Radikal atau Moderat Menurut Kepentingan
Tapi oleh pihak-pihak tertentu penggiringan opini semakin mengarah kepada umat Islam. Pada akhirnya apa yang disebut sebagai peperangan kepada teror atau “war on terror” tadi berubah menjadi peperangan kepada umat Islam atau Islam (war on Islam).
Inilah sesungguhnya di kemudian hari yang diterjemahkan oleh Donald Trump dalam sebuah kebijakan “Muslim Ban” atau pelarangan orang Islam masuk Amerika. Dimulai dari 7 negara.

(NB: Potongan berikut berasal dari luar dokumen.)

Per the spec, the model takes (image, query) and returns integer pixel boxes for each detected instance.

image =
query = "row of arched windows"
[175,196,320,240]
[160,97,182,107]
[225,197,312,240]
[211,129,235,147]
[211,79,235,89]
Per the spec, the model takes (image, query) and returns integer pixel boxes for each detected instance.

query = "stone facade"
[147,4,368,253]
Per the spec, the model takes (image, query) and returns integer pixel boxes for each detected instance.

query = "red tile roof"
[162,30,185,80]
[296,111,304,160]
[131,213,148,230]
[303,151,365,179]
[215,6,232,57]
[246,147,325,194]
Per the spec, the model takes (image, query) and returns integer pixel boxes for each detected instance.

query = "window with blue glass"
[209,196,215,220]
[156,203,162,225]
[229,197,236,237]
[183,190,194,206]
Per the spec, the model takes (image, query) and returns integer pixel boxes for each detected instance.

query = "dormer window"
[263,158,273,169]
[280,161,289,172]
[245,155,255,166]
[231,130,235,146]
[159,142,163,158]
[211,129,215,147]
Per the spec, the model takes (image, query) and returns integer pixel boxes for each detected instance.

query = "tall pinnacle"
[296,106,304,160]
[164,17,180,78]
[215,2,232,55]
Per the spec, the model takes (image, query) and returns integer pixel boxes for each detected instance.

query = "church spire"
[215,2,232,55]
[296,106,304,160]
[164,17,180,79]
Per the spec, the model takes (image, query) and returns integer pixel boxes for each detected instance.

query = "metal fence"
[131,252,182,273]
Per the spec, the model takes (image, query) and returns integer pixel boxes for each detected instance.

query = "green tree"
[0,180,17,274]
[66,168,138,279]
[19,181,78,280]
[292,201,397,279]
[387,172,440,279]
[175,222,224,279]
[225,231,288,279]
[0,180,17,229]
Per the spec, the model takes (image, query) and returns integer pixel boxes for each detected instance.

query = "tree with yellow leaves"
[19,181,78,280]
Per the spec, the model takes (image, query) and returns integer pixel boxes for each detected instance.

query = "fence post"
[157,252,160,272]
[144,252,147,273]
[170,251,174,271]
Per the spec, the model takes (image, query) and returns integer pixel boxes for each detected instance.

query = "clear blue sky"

Tapi tujuannya mengarah kepada pelarangan secara totalitàs orang-orang Islam untuk masuk Amerika.
Pada sisi lain, sejak Bush hingga Trump ada pihak-pihak tertentu yang kemudian dilabeli “muslim moderate”. Pelabelan itu bukan berdasar pada nilai moderasi itu sendiri. Tapi lebih kepada dukung mendukung untuk kepentingan politik global mereka.
Di zaman George W. Bush misalnya, Saudi Arabia dijuluki sebagai negara/bangsa yang moderat. Saya masih ingat bagaimana Pangeran Bandar bin Sultan, Dubes Saudi untuk AS ketika itu begitu akrab dengan Presiden Bush. Padahal dari sekian yang dituduh sebagai pelaku serangan 9/11 mayoritasnya berkebangsaan Saudi Arabia.
Yang ingin saya sampaikan di sini adalah bahwa ternyata penilaian radikal dan/atau sebaliknya moderat itu banyak ditentukan oleh kepentingan, termasuk kepentingan politik.
Dan pada akhirnya nilai moderasi atau sebaliknya radikalisme itu terasa kehilangan esensinya.
Hari-hari ini isu radikal kembali ramai dibicarakan. Banyak tokoh agama yang dimasukkan ke dalam deretan ustadz-ustadz radikal. Yang pada umumnya tidak memiliki justifikasi yang jelas.
Beberapa kriteria ustadz radikal yang disampaikan juga terasa remang-remang dan dipaksakan. Satu di antara kriteria itu adalah anti Pancasila. Dalam perspektif nasionalisme, tentu kriteria ini sah-sah saja. Tapi ancaman terhadap Pancasila memangnya hanya dari para ustadz?
Bagaimana dengan mereka yang berpaham komunis yang mengancam ketuhanan? Bagaimana pula dengan para koruptor yang merusak keadilan sosial dan kemanusiaan?
Hal lain bahwa ustadz radikal itu sering mengkafirkan. Mengkafirkan sesama muslim memang dilarang. Bahkan bisa saja yang mengkafirkan itu terjatuh ke dalam kekafiran.